No mesmo naufrágio morre sua amante chinesa, origem do ciclo imortal de sonetos para Dinamene, nome da ninfa que a representa. (BUENO, 1993).
Os Lusíadas
Luís de Camões, 1572
I, 6
E vós, ó bem nascida segurança
Da lusitana antiga liberdade
E não menos certíssima esperança
De aumento da pequena Cristandade
Vós, ó novo temor da maura lança
Maravilha fatal da nossa idade
Dada ao mundo por Deus, que todo o mande
Para do mundo a Deus dar parte grande
I, 7
Vós, tenro e novo ramo florescente
De uma árvore de Cristo mais amada
Que nenhuma nascida no Ocidente,
Cesárea ou Cristianíssima chamada
(Vede-o no vosso escudo, que presente
Vos amostra a vitória passada,
Na qual vos deu por armas e deixou
As que ele para si na Cruz tomou
I, 8
Vós poderoso Rei, cujo alto Império
O Sol, logo nascendo, vê primeiro
Vê-o também no meio do Hemisfério
E quando desce o deixa derradeiro
Vós, que esperamos jugo e vitupério
Do torpe Ismaelita cavaleiro
Do Turco oriental e do Gentio
Que inda bebe o licor do santo Rio
I, 9
Inclinai por um pouco a mejestade,
Que nesse tenro gesto vos contemplo,
Que já se mostra qual na inteira idade,
Quando subindo ireis ao eterno Templo;
Os olhos da real benignidade
Ponde no chão: vereis um novo exemplo
De amos dos pátrios feitos valerosos,
Em versos divulgado numerosos.
Mensagem
Fernando Pessoa, 1934
Brasão/III As Quinas/ Quinta / D. Sebastião, Rei de Portugal
Louco, sim, louco, porque quis grandeza
Qual a Sorte a não dá.
Não coube em mim minha certeza;
Por isso onde o areal está
Ficou meu ser que houve, não o que há.
Minha loucura, outros que me a tomem
Com o que nela ia.
Sem a loucura que é o homem
Mais que a besta sadia,
Cadáver adiado que procria?
Mar Português/XI A Última Nau
Levando a bordo El-Rei D. Sebastião,
E erguendo, como um nome, alto o pendão
Do Império,
Foi-se a última nau, ao sol azíago
Erma, e entre choros de ânsia e de presago
Mistério.
Não voltou mais.

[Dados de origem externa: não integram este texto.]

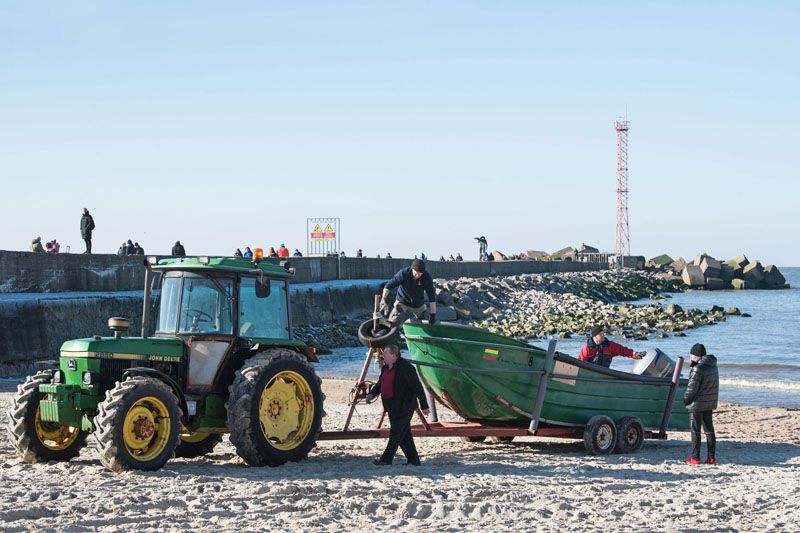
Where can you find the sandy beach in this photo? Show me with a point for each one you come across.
(530, 484)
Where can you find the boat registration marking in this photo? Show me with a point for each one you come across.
(565, 369)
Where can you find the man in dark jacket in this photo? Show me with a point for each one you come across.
(178, 250)
(600, 351)
(400, 391)
(701, 397)
(412, 283)
(87, 225)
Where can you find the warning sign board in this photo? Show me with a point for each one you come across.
(323, 236)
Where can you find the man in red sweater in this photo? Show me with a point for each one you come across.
(600, 351)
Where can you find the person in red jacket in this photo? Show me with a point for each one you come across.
(600, 351)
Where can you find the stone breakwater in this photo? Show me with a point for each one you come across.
(540, 305)
(535, 306)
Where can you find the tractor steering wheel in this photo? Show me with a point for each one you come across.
(199, 316)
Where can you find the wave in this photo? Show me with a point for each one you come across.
(759, 367)
(792, 386)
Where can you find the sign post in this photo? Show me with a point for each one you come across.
(323, 238)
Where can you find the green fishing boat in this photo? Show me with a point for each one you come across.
(492, 379)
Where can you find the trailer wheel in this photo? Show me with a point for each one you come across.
(600, 435)
(137, 425)
(630, 434)
(197, 444)
(37, 440)
(379, 338)
(275, 408)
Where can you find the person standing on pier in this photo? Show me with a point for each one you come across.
(401, 391)
(87, 225)
(700, 398)
(412, 283)
(600, 351)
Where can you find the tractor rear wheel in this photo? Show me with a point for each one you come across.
(35, 439)
(197, 444)
(138, 425)
(275, 408)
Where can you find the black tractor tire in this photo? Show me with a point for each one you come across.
(275, 408)
(380, 338)
(630, 434)
(500, 440)
(36, 440)
(600, 435)
(190, 447)
(138, 425)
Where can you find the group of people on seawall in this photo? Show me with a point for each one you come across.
(402, 393)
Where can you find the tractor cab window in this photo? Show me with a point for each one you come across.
(206, 306)
(170, 299)
(263, 316)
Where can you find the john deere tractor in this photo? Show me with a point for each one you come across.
(221, 360)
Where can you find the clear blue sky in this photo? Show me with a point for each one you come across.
(420, 124)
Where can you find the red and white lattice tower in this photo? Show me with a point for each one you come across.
(623, 247)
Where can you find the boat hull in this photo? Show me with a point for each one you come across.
(494, 379)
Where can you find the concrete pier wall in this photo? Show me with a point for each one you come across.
(32, 272)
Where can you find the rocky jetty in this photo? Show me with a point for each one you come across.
(706, 272)
(533, 306)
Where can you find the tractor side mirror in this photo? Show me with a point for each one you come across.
(263, 287)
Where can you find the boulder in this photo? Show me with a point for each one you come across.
(678, 265)
(753, 272)
(662, 260)
(773, 276)
(711, 267)
(674, 309)
(726, 272)
(741, 261)
(693, 276)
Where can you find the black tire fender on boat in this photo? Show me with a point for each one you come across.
(382, 337)
(630, 434)
(499, 440)
(600, 435)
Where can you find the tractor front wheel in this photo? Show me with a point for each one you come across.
(138, 425)
(37, 440)
(275, 408)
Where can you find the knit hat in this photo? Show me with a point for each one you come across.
(698, 349)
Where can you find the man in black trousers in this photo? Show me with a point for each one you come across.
(400, 391)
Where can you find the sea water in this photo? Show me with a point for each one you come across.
(758, 356)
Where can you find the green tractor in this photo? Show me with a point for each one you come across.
(222, 360)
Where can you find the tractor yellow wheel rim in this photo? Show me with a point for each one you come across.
(54, 436)
(286, 410)
(196, 436)
(146, 428)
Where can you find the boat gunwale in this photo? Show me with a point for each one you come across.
(568, 359)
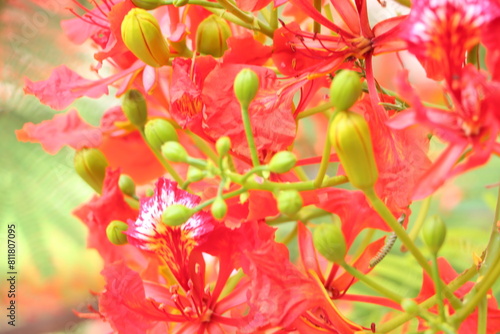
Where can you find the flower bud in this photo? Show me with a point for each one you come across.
(148, 4)
(223, 145)
(174, 151)
(289, 202)
(194, 174)
(127, 185)
(330, 242)
(91, 165)
(211, 36)
(345, 89)
(350, 136)
(114, 232)
(176, 214)
(282, 162)
(246, 86)
(159, 131)
(434, 233)
(219, 208)
(135, 108)
(142, 35)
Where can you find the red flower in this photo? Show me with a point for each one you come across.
(473, 123)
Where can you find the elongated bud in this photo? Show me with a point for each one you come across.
(135, 108)
(91, 165)
(211, 36)
(148, 4)
(246, 86)
(350, 136)
(223, 145)
(159, 131)
(176, 214)
(345, 89)
(174, 151)
(434, 233)
(114, 232)
(282, 162)
(127, 185)
(142, 35)
(289, 202)
(330, 242)
(219, 208)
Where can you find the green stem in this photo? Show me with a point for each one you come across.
(437, 285)
(371, 283)
(162, 160)
(325, 158)
(315, 110)
(249, 134)
(387, 216)
(404, 318)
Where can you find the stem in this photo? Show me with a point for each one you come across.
(325, 158)
(162, 160)
(422, 214)
(372, 284)
(453, 286)
(249, 134)
(315, 110)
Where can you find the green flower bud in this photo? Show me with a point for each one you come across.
(409, 306)
(289, 202)
(142, 35)
(350, 136)
(135, 108)
(223, 145)
(194, 174)
(434, 233)
(282, 162)
(246, 86)
(330, 242)
(114, 232)
(176, 214)
(211, 36)
(91, 165)
(127, 185)
(345, 90)
(219, 208)
(159, 131)
(148, 4)
(174, 151)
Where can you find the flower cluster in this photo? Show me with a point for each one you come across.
(205, 158)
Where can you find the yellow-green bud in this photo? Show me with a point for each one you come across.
(211, 36)
(219, 208)
(330, 242)
(223, 145)
(289, 202)
(127, 185)
(142, 35)
(282, 162)
(434, 233)
(246, 86)
(135, 108)
(194, 174)
(148, 4)
(180, 3)
(159, 131)
(345, 89)
(91, 165)
(409, 306)
(176, 214)
(174, 151)
(114, 232)
(350, 136)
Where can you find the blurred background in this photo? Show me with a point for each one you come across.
(56, 273)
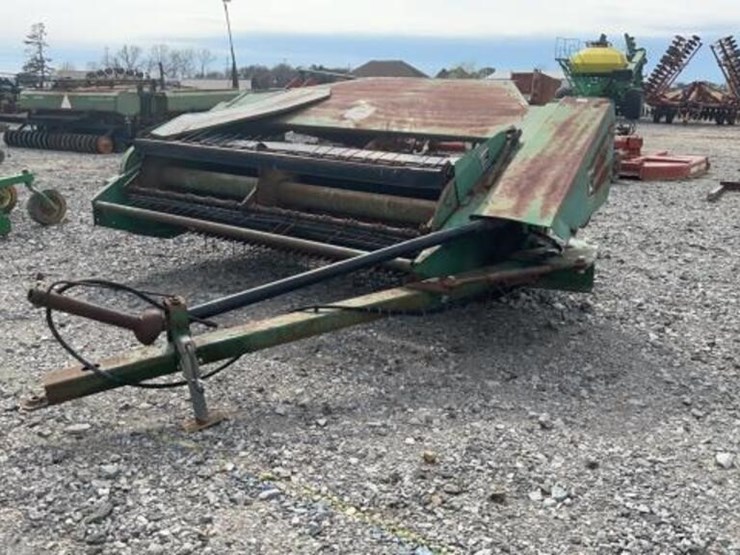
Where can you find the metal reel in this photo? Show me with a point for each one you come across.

A que ilha indescoberta Aportou? Voltará da sorte incerta
Que teve?
Deus guarda o corpo e a forma do futuro,
Mas Sua luz projecta-o, sonho escuro
E breve.
Ah, quanto mais ao povo a alma falta,
Mais a minha alma atlântica se exalta
E entorna,
E em mim, num mar que não tem tempo ou 'spaço,
Vejo entre a cerração teu vulto baço
Que torna.
Não sei a hora, mas sei que há a hora,
Demore-a Deus, chame-lhe a alma embora Mistério.

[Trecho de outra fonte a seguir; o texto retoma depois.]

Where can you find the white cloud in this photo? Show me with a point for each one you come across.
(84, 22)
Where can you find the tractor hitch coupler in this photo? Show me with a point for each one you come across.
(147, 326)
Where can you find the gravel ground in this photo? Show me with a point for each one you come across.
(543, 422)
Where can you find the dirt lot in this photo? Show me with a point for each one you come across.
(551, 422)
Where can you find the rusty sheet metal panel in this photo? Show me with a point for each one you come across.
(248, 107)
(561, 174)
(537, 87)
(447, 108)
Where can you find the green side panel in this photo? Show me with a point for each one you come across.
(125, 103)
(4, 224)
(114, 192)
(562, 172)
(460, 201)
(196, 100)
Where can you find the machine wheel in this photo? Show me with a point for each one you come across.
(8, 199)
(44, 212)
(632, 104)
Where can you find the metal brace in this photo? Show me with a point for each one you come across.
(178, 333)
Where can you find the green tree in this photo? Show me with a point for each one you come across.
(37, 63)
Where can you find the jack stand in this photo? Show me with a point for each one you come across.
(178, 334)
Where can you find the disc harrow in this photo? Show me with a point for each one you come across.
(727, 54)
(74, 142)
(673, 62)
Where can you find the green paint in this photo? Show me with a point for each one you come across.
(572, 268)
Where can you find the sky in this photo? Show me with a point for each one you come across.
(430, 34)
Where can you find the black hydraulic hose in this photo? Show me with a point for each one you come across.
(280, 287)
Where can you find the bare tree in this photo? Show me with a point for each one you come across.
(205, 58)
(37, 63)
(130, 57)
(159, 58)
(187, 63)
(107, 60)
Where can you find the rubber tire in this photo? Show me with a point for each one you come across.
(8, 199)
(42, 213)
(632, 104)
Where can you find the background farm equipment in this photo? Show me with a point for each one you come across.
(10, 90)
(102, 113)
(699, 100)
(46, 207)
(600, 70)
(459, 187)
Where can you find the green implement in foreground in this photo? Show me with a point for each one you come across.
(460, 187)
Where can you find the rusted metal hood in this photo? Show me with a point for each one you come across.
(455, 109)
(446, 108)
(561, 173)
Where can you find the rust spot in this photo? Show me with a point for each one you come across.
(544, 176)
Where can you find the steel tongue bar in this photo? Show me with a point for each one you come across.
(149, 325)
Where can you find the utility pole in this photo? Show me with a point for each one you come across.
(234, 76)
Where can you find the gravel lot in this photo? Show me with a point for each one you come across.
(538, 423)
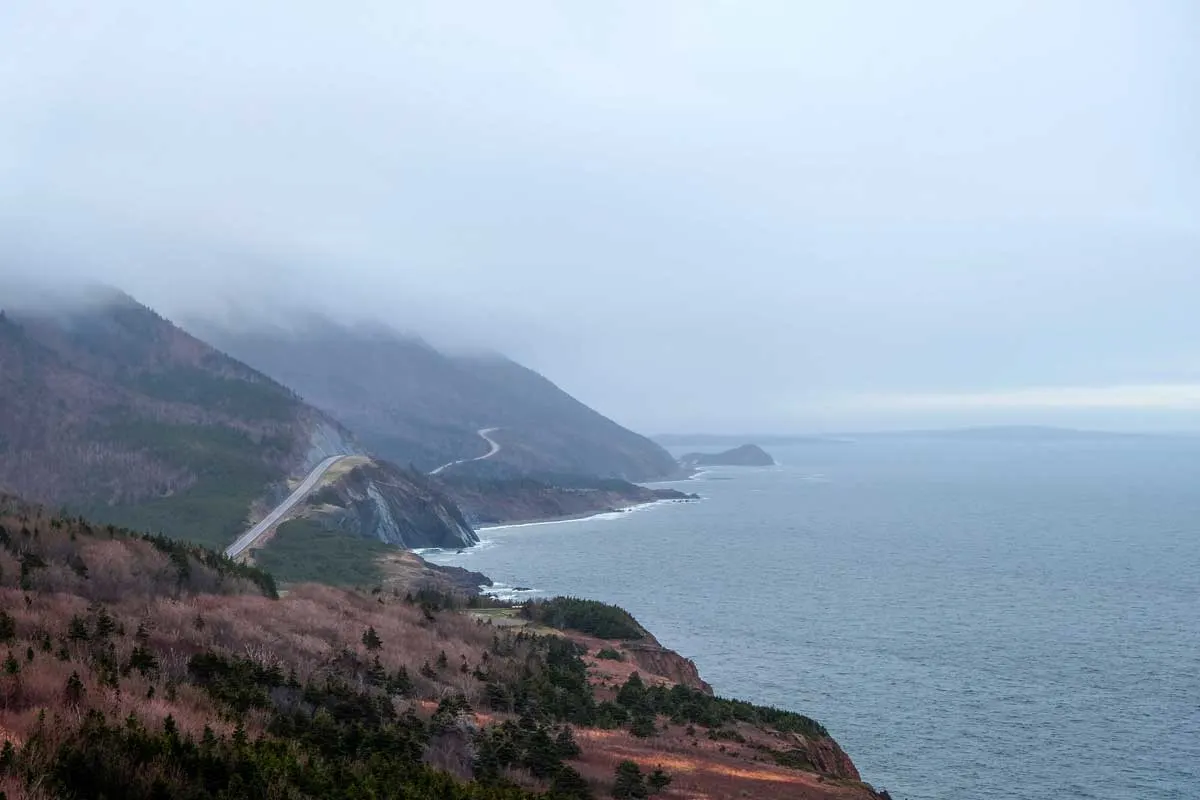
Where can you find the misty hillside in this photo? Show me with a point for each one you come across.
(413, 404)
(112, 410)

Surges ao sol em mim, e a névoa finda:
A mesma, e trazes o pendão ainda
Do Império.
Quadro 2 – Sebastianismo. Camões e Fernando Pessoa
No Canto VII, o poeta diz que Portugal estava isolado na defesa da Europa. Ressalta a importância da voz e registro do poeta em meio à tragédia, em vários trechos do poema. Atraiu-nos a atenção, os dois últimos versos da estrofe 79, Canto VII, quando de um lado está a força da espada, e do outro a força palavra escrita, representada pela pena:
Qual Cánace que à morte se condena
Numa mão sempre a espada, e noutra a pena (VII, 79) (CAMÕES, s/d p. 198)
Camões desembarcou em Lisboa 1570 com seus escritos. Procurou em vão proteção da família de Vasco da Gama, herói da sua epopeia. Dois anos depois, D. Sebastião concedeu-lhe uma renda, recompensando seus serviços no Oriente e o poema, Os Lusíadas, que então publicara (CAMÕES, s/d, p.5).
Sem conhecimento do que viria ser o posterior desastre militar de Alcácer Quibir, Camões acreditara no regresso à política tradicional portuguesa de controle do norte da África como uma opção moral e materialmente mais adequada do que a continuação de uma política imperial de comércio armado no Oriente, ou a implementação, como começava a acontecer, de uma política de ocupação escravocrata no Brasil (GIL & MACEDO, 1993, p. 131-132).
A esperança que Camões depositava na missão de conquista do norte da África, é comprovada no fechamento do poema, canto X, estrofe 156, quando ele fala a D. Sebastião:
X, 156
Ou fazendo que, mais que a Medusa,
A vista vossa tema o monte Atlante
Ou rompendo nos campos de Ampelusa
Os muros de Marrocos e Trudante
A minha já estimada e leda Musa
Fico que em todo o mundo de vós cante,
De sorte que Alexandre em vós se veja
Sem à dita de Aquiles ter inveja (CAMÕES, s/d, p. 288-289)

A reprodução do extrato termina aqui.